Actualizado: 15 jul 2020


¿Puede el conocimiento llevar a la felicidad? La literatura sugeriría que no (véase Fausto, Auto de fe, o Metafísica de los tubos), pero en esos casos la oposición suele ser erudición-emoción. ¿Y si la alternativa es el tedio? Ludovico lo tiene claro: el aburrimiento es un destino peor que la muerte.


Ludo es un niño prodigio: a los seis años leyó La Ilíada y La Odisea en griego, sabe árabe, francés y un poco de islandés. Quiere que su madre –Sibylla, quien también es un genio– le enseñe japonés para poder entender en original “Los siete samuráis”, de Kurosawa, película con la que ella está obsesionada. También quiere saber quién es su padre. Sibylla trabaja de mecanógrafa, copiando todos los números de revistas aburridísimas para tener suficiente dinero para la renta, comida y libros. Ludo y ella son prácticamente pobres, pero alimentarse de conocimiento parece bastar, al menos por algún tiempo. La razón es Dios en esa casa.


Dada la ausencia del padre, Sibylla intenta que los samuráis de la película sean el modelo masculino para Ludo: son virtuosos, valientes, honorables. A medida que Ludo crece empieza a investigar su origen y confirma lo que le dijo su madre, que se decepcionaría enormemente cuando descubriera quién es su padre: un escritor sensiblero, mediocre y ambicioso. Ludo no le revela que es su hijo (“No puedo decírselo porque es cierto”), y en cambio busca otros hombres interesantes a quienes sí puede decir que es su hijo porque no es cierto.
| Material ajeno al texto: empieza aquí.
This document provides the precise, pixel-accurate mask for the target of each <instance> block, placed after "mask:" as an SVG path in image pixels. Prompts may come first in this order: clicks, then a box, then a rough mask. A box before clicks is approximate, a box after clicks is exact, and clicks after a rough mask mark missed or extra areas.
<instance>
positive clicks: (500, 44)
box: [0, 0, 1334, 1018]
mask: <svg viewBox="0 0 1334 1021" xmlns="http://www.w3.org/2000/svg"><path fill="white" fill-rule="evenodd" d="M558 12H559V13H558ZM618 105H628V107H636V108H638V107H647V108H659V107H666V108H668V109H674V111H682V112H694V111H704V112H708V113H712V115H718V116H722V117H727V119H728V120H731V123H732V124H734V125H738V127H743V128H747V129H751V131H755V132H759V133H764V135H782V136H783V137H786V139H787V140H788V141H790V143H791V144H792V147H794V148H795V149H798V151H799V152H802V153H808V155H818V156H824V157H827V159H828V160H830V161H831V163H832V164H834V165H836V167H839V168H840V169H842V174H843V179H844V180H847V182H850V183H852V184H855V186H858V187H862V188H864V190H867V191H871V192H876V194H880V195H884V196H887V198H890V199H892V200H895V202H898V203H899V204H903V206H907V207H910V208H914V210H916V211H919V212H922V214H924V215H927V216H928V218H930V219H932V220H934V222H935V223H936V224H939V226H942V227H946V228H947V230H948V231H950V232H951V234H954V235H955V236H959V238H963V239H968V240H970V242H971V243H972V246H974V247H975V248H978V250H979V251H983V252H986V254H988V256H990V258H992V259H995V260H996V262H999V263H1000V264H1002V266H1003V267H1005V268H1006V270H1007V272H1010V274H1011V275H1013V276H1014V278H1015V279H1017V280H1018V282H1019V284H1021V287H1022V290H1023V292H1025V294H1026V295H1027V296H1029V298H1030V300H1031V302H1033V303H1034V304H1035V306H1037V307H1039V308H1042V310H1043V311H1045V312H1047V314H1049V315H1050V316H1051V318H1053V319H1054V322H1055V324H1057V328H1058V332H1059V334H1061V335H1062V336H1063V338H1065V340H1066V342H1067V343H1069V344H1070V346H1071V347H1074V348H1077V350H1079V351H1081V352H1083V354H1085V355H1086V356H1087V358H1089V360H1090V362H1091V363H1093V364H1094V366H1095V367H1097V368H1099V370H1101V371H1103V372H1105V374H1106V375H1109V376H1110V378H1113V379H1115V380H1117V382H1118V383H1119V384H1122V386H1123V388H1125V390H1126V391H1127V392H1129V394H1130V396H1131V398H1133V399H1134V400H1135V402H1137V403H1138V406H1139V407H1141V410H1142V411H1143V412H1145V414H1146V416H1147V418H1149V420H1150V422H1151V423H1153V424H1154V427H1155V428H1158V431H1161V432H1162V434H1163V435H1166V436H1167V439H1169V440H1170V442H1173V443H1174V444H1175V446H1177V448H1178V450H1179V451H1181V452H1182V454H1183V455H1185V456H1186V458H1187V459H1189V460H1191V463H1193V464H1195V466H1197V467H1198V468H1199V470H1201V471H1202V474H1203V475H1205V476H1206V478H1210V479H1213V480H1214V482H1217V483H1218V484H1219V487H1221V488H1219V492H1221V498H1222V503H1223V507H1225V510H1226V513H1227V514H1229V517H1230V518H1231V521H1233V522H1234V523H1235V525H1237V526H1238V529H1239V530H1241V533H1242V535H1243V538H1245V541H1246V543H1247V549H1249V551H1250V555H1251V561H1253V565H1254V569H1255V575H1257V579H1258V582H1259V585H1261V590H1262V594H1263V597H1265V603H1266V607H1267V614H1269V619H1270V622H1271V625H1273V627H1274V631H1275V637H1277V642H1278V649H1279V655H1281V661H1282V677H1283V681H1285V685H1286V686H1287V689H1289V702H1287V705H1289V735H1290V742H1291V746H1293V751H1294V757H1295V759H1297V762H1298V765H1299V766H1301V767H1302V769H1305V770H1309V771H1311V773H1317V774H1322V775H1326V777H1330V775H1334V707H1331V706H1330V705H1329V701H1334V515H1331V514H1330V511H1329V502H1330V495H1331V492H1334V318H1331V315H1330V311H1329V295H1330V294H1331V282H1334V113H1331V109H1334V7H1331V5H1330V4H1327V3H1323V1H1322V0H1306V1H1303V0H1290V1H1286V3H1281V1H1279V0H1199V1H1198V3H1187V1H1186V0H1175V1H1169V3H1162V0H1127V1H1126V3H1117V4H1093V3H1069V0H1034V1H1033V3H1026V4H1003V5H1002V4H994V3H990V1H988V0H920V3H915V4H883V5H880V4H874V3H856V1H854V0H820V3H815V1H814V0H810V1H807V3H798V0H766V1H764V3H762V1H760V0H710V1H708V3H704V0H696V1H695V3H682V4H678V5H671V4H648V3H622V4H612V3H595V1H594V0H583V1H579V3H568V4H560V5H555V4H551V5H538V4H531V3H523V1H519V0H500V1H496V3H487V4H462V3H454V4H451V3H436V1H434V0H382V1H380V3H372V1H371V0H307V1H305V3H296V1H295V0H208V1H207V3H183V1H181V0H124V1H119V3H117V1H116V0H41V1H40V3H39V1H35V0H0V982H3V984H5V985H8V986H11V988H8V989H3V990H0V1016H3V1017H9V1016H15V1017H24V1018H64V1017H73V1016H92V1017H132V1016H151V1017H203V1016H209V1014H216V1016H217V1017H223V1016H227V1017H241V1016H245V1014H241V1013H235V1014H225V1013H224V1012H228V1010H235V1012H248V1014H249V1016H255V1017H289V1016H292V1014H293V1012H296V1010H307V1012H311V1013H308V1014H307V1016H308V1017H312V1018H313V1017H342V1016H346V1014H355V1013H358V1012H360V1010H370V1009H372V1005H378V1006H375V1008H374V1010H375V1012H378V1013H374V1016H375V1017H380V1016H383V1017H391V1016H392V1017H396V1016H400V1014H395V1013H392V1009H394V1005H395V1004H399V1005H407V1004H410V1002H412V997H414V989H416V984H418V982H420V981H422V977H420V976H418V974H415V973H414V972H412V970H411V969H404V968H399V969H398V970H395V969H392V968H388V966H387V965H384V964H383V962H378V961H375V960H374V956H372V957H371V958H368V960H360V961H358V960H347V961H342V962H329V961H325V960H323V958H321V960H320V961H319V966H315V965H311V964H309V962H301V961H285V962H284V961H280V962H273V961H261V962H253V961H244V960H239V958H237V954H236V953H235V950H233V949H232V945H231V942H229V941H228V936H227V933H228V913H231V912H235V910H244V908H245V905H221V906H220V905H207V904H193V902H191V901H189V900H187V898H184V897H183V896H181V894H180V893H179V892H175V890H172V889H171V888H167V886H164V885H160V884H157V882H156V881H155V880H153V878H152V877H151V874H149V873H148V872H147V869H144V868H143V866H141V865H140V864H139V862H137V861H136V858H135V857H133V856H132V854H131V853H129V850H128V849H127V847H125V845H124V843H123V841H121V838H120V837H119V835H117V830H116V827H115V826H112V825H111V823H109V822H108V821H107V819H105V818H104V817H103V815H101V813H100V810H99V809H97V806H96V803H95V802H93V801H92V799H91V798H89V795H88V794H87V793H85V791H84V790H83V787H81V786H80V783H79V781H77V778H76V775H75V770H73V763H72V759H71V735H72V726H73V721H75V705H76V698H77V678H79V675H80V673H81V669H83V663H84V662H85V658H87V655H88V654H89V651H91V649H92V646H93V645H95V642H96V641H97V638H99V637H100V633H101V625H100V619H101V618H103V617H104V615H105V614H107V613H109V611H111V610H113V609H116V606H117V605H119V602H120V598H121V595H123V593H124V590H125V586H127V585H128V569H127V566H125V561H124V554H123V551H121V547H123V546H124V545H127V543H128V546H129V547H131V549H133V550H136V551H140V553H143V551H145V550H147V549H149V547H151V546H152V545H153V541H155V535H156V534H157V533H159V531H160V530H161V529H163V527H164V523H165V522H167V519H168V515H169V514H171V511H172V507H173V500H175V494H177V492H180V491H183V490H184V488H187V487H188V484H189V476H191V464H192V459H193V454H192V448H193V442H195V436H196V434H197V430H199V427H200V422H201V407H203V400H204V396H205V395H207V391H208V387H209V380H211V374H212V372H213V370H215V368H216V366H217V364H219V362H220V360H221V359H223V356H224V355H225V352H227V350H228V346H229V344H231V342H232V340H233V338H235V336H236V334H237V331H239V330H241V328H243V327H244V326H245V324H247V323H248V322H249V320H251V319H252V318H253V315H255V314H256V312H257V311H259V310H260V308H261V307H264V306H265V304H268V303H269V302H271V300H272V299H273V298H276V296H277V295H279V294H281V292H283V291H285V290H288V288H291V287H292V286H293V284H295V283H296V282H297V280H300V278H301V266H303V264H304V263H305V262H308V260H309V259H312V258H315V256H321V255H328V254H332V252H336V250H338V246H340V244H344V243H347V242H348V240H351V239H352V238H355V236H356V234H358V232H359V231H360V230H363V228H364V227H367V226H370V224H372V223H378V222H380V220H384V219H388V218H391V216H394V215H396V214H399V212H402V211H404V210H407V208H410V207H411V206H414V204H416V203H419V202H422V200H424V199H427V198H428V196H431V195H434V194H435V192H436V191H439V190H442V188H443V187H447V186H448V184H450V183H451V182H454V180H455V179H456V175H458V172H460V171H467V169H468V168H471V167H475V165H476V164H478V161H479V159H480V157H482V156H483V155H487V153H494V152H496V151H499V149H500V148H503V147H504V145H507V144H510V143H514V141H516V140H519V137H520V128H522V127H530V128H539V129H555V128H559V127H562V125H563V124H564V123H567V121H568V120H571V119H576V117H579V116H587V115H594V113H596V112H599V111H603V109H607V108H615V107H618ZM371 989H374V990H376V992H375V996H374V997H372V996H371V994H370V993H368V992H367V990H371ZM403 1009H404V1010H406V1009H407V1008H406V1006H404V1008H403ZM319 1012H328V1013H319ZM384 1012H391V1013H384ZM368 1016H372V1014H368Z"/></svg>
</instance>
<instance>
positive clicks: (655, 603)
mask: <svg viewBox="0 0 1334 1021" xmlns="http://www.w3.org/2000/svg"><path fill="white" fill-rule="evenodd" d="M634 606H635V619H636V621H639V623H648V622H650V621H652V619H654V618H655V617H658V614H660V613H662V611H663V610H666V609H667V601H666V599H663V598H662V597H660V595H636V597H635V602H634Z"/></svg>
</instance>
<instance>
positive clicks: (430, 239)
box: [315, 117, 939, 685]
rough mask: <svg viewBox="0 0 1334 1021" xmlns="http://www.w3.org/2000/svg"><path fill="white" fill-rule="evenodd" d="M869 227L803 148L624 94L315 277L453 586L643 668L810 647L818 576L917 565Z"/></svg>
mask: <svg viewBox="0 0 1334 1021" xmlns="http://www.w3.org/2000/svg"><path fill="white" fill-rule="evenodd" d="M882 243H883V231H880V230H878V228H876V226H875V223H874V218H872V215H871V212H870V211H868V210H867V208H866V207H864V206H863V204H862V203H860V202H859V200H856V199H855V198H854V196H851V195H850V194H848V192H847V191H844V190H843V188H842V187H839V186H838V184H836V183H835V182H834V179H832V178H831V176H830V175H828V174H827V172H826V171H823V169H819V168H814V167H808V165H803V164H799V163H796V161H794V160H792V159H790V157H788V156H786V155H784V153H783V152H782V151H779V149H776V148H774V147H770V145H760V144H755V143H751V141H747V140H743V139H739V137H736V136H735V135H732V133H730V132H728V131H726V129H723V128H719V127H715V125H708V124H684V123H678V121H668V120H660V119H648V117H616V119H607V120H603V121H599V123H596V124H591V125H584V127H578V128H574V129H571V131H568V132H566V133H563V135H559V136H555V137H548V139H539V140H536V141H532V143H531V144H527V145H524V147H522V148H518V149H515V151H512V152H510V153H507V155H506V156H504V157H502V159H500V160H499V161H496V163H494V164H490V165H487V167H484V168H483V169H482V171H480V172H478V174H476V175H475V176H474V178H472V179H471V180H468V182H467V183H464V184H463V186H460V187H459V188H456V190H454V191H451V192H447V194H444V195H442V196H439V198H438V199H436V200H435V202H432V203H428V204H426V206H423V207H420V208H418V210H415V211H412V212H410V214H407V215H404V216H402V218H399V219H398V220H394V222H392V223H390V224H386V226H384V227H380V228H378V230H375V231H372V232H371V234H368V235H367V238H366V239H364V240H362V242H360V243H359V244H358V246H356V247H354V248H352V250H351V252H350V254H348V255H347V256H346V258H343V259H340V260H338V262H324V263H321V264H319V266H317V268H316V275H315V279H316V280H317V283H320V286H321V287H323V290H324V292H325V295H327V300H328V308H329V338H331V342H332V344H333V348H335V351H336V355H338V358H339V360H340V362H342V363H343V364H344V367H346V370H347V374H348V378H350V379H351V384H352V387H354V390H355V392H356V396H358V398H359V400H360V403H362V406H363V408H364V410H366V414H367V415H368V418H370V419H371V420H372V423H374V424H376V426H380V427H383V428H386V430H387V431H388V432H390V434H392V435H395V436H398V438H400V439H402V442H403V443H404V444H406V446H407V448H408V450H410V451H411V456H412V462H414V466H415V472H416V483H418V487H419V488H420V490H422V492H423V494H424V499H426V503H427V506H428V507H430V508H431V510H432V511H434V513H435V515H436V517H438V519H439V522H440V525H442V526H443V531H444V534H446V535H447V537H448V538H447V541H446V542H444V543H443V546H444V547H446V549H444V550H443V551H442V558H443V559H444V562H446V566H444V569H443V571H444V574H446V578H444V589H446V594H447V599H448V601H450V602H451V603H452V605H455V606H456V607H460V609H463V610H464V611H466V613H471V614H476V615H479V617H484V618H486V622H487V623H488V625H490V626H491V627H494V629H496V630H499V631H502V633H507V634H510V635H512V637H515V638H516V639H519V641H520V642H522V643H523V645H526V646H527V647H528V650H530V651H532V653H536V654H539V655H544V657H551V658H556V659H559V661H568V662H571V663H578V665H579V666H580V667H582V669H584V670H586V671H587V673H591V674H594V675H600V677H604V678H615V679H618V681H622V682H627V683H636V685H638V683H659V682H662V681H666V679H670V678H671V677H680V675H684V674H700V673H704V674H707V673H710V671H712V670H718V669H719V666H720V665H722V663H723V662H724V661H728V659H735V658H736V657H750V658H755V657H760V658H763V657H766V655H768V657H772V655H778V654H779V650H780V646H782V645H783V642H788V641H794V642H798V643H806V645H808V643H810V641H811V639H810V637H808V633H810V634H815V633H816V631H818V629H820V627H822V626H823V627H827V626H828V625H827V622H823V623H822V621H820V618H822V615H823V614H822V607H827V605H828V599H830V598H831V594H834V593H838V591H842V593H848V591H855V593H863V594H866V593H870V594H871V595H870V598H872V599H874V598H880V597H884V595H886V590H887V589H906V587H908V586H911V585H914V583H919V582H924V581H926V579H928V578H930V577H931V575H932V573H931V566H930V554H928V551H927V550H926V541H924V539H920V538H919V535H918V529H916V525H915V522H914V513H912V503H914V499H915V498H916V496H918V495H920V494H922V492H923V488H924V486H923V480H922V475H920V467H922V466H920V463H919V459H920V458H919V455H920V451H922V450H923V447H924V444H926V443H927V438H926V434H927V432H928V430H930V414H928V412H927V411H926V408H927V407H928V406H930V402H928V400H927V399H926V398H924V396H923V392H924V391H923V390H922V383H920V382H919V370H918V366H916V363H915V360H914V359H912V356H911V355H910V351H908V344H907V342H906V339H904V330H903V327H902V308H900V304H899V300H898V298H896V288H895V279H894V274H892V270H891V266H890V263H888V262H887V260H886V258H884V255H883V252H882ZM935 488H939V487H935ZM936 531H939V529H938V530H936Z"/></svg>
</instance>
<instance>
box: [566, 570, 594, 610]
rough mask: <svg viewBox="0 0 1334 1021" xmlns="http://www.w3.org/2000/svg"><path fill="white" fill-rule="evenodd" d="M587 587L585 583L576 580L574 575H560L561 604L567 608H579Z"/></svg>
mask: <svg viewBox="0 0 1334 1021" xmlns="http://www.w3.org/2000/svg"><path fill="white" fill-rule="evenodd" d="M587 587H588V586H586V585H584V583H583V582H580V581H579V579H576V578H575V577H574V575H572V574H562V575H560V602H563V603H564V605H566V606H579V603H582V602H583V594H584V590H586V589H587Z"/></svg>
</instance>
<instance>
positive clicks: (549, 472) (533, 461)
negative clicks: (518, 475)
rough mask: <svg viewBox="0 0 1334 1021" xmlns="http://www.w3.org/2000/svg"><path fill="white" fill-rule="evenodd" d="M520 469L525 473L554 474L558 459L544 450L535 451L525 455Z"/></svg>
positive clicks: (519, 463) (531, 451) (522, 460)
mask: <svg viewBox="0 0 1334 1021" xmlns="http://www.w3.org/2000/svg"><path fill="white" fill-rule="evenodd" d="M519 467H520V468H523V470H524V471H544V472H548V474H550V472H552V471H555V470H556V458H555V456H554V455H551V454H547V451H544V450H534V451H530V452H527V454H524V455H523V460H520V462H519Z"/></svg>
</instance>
Un matemático condecorado, un pintor que quería entender el azul, un ajedrecista que se fue a buscar la tribu del silencio, un apostador que fingía misiones diplomáticas para salvar rehenes, un periodista con una ética y humanidad desgarradoras. Poco a poco descubre que haber crecido sin padre ha sido más bien un privilegio: la ausencia de límites le han permitido dedicarse en cuerpo y alma a convertirse en sí mismo.


Esta es una novela que se sabe extraña y que le apuesta todo a ser así. Helen DeWitt narra las batallas que peleó con los editores, que querían hacer del libro algo moldeable, apto para las mesas de novedad del Sanborns (o el equivalente de Sanborns en Londres), y cómo se aferró a su idea. La novela está llena de fragmentos de otros idiomas, de explicaciones de física aerodinámica, de teoría del arte: no busca ser un animal que encaja, sino explotar su propia extrañeza. Igual que Ludo, quien sabe que no encaja en un mundo como éste y a veces se ve reflejado en la tristeza de su madre, quien quisiera dejarlo todo para ponerse a leer historia de las religiones, pero tiene que teclear 10 horas al día.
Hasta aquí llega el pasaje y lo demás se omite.